Each chapter contains at least a dozen 'recipes' for solving a particular problem in a particular context. Each recipe is neatly laid out with a brief description of the problem, a proposed solution, and a follow-up discussion section. I especially appreciated the discussions, as they maintain the plurality of Perl--the proposed solutions work, but the discussion area almost invariably also includes alternate approaches or techniques. That's the beauty of Perl (and its motto)--There's More Than One Way To Do It. This book offers the intermediate programmer years of experience in solving real world problems using Perl in a few hundred, easy to read pages.

If you have learned enough about Perl to get started, the next thing you should do is get this book. So get cooking!

Perfect companion to Programming Perl and Advanced Perl Prog5
After dog-earring (sic) the pages of the first edition of Programming Perl (the Camel book), I quickly glommed on to the second edition, thinking that they'll have even more informed narrative and great examples. The enhanced narrative WAS worth purchase of the second edition, but, as mentioned in the Amazon.com review, the "Command Tasks with Perl" and "Real Perl Programs" chapters had been dropped... it's been the closest I've ever come to letter-bombing a book publisher. Little did we know that there was a cunning plan by the Perl wizards and O'Reilly to produce The Perl Cookbook.

While in this world of instant communication some say that two years was a long time to wait for the Cookbook, the wait was definitely worth it. The Cookbook is a treasure trove of examples, and should be considered a mandatory companion to Programming Perl AND Advanced Perl Programming on the bookshelf of intermediate and advanced perl programmers.

The Cookbook is also a great place for the novice to feed after cutting their teeth on Learning Perl. Each section is a mini-tutorial with nice examples to enter and ponder. Combined with the Camel book as general background and reference, you'll go a long way in finding quick solutions to common problems.

I'm not sure what was the problem of one reviewer regarding typographical errors. I've been using the first edition of the Cookbook, and have not encountered any serious difficulties. It seems that any typographical errors (and I haven't seen any, but then I haven't been looking) would have at worst lost one star in rating the Cookbook. Benefits of the Cookbook seem to far outweigh the nits on which this reviewer has focused. I do agree with the reviewer's final note: buy copies from the second and third printings, as I'm sure the first edition has already sold out! (... and some perl book geek will view this as an opportunity to collect a "first edition.")

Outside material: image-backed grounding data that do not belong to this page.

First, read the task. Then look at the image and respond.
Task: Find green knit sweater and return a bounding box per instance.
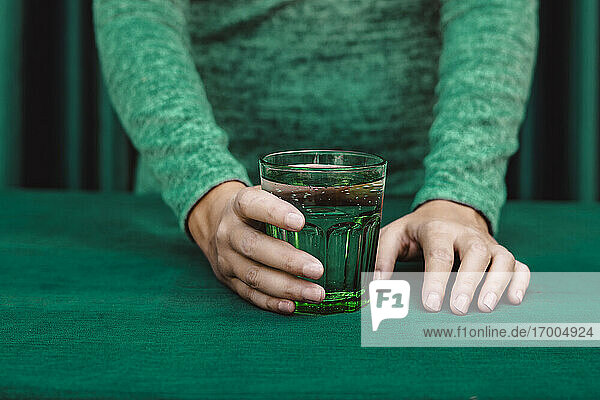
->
[93,0,537,234]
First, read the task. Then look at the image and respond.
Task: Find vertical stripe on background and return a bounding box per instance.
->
[569,0,599,202]
[64,0,83,189]
[98,77,129,191]
[519,76,538,200]
[0,0,22,188]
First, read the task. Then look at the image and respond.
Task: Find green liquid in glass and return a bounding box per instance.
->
[262,177,384,314]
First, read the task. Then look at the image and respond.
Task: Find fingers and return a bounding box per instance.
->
[476,245,515,312]
[227,252,325,304]
[450,238,491,315]
[213,185,328,315]
[233,186,305,231]
[450,237,528,314]
[375,218,423,280]
[418,223,456,312]
[227,222,323,280]
[505,260,530,305]
[374,224,405,280]
[228,277,296,315]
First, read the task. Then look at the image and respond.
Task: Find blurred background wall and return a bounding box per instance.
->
[0,0,598,201]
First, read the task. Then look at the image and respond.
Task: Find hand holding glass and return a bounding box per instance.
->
[260,150,387,314]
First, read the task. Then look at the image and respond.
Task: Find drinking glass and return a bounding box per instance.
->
[259,150,387,314]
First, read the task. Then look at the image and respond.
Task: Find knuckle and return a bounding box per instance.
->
[493,244,513,257]
[515,261,531,277]
[215,223,230,244]
[216,254,227,269]
[280,250,300,273]
[283,281,303,300]
[264,205,279,222]
[496,248,516,266]
[505,251,516,265]
[243,285,256,303]
[215,255,234,278]
[426,278,446,288]
[468,240,490,257]
[422,220,453,235]
[235,188,254,213]
[380,222,398,235]
[245,266,261,288]
[458,275,479,289]
[423,273,448,290]
[426,248,454,265]
[265,297,280,312]
[383,223,405,241]
[487,270,512,286]
[234,188,248,211]
[516,260,529,271]
[239,229,260,256]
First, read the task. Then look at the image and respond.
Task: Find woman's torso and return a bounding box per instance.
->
[139,0,442,196]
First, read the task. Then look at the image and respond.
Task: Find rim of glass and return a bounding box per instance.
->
[259,150,386,172]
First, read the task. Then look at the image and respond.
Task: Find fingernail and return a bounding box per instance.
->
[424,292,441,312]
[303,263,323,279]
[302,286,325,303]
[482,292,498,312]
[453,294,470,315]
[515,290,523,304]
[285,213,304,230]
[373,271,382,280]
[278,301,294,313]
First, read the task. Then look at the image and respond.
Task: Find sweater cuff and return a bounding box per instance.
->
[180,177,251,242]
[165,155,252,236]
[411,180,501,236]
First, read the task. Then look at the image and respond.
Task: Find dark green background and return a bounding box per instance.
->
[0,0,598,202]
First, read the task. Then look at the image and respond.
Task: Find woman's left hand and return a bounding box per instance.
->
[375,200,530,315]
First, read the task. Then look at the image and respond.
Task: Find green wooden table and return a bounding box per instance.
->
[1,190,599,399]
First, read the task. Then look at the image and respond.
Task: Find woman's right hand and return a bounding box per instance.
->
[187,181,325,314]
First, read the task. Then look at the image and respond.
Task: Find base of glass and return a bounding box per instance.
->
[294,289,367,315]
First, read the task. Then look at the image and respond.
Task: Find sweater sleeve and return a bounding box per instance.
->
[411,0,538,234]
[93,0,251,233]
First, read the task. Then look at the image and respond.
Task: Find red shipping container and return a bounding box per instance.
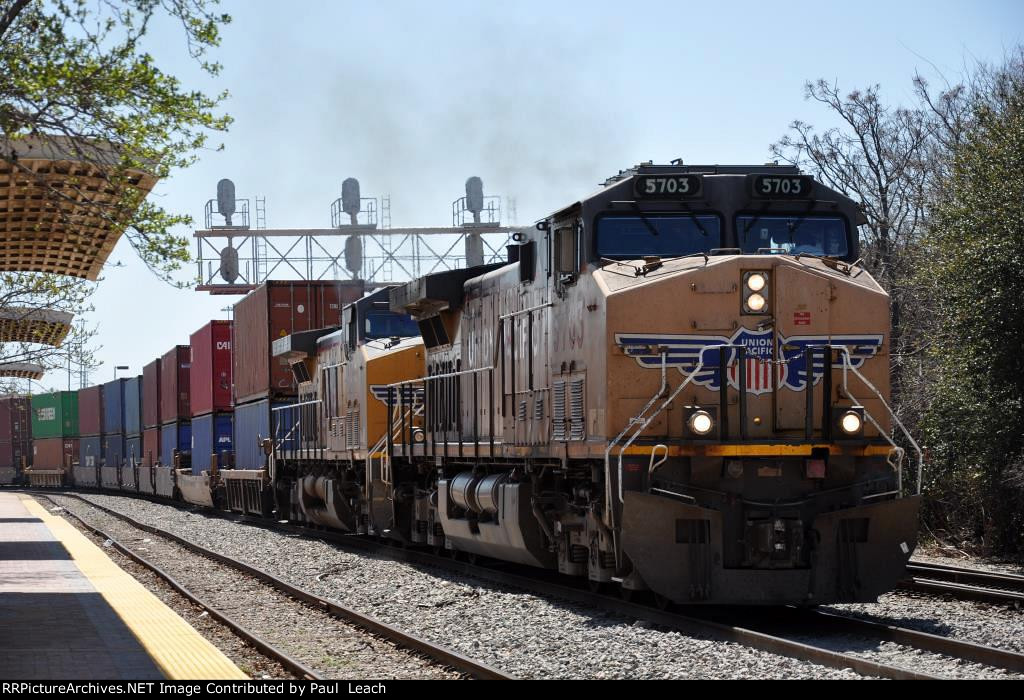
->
[142,357,162,428]
[233,280,363,404]
[33,437,78,469]
[78,385,103,436]
[142,427,160,467]
[190,320,233,416]
[0,396,31,442]
[160,345,191,422]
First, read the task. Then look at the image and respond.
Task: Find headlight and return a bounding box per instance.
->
[746,293,766,312]
[839,410,863,435]
[746,272,767,292]
[688,410,714,436]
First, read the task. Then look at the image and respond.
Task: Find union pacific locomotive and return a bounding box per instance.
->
[25,163,921,606]
[260,162,921,605]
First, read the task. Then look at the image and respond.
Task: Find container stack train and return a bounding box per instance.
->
[3,163,923,606]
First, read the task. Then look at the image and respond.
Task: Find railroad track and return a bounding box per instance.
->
[41,490,1024,679]
[901,562,1024,605]
[29,491,973,680]
[36,493,513,680]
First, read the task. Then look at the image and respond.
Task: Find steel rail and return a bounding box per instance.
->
[906,562,1024,591]
[899,577,1024,605]
[50,490,1024,677]
[40,496,321,681]
[39,492,514,681]
[41,492,937,680]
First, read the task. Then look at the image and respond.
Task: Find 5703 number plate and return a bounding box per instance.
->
[751,175,814,198]
[634,174,703,198]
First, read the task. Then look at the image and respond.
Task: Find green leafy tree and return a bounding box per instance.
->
[0,0,232,280]
[917,56,1024,552]
[0,0,230,389]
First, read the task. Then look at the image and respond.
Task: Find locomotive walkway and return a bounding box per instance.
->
[0,492,245,679]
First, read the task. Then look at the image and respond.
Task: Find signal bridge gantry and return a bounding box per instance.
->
[194,176,524,294]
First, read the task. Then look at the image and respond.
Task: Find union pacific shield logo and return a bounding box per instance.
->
[369,385,424,406]
[615,328,883,394]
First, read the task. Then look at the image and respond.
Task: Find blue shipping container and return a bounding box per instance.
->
[191,413,233,474]
[124,376,142,436]
[80,435,102,468]
[103,433,125,467]
[234,399,294,470]
[102,378,126,434]
[160,421,192,468]
[126,435,142,465]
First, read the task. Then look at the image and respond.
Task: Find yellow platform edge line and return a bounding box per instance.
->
[20,495,248,680]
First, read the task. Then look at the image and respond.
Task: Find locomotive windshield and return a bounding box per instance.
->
[364,311,419,339]
[596,214,721,259]
[736,215,849,257]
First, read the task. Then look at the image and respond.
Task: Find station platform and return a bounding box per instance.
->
[0,492,246,680]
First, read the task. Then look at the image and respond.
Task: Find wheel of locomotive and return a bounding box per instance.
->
[466,552,479,566]
[619,587,635,603]
[588,580,606,595]
[654,593,673,611]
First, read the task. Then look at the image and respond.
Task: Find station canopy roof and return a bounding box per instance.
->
[0,362,44,380]
[0,307,74,346]
[0,136,158,279]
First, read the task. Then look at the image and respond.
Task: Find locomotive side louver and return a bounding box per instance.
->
[569,377,585,441]
[552,379,566,441]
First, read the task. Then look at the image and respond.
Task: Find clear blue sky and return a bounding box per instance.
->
[43,0,1022,390]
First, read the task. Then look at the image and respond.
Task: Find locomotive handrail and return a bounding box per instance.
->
[832,346,924,495]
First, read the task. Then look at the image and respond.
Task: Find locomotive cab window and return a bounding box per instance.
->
[364,311,419,340]
[737,215,850,258]
[596,214,721,259]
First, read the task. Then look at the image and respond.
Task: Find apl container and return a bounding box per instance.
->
[103,433,125,467]
[30,391,78,438]
[78,385,103,436]
[190,320,233,416]
[142,357,162,428]
[124,376,142,436]
[160,346,191,422]
[102,378,126,434]
[233,281,363,404]
[160,421,192,468]
[34,437,79,469]
[190,412,233,474]
[234,398,295,469]
[79,435,102,468]
[142,427,160,467]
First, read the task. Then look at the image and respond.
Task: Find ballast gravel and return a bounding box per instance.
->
[55,492,1024,679]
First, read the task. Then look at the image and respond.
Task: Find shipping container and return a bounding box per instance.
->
[143,427,160,467]
[142,357,162,428]
[0,440,30,472]
[160,346,191,421]
[102,378,126,434]
[34,437,79,469]
[160,421,192,468]
[233,281,363,404]
[125,435,142,465]
[79,435,102,468]
[103,433,125,467]
[30,391,78,438]
[0,396,31,442]
[124,376,142,436]
[190,320,233,416]
[78,385,103,436]
[190,412,233,474]
[234,398,296,469]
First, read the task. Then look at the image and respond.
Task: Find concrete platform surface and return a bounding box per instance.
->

It's not often I'm moved to write an online review. The Perl Cookbook is a superb reference for any serious perl programmer and especially for the novice and intermediate wanting to improve their skills. Buy this book! Bon appetit!

One of the best programming books I have read5
I have owned this book for over a year and still use it regularly. While I was learning Perl syntax I found that it served very well when language guides such as "Programming Perl" fell short. When I started using the language I didn't have the syntax totally mastered and came across various little questions and problems. The "Perl Cookbook" addressed both of these by providing succinct solutions to my problems while helping me learn more about Perl syntax.

Furthermore, this book exposes you to the various Perl modules available in a more natural way than searching for them in a general language reference like "Perl in a Nutshell". Most recipies in the book present a simple code solution and then refer to a module that provides the same (and often extended) functionality.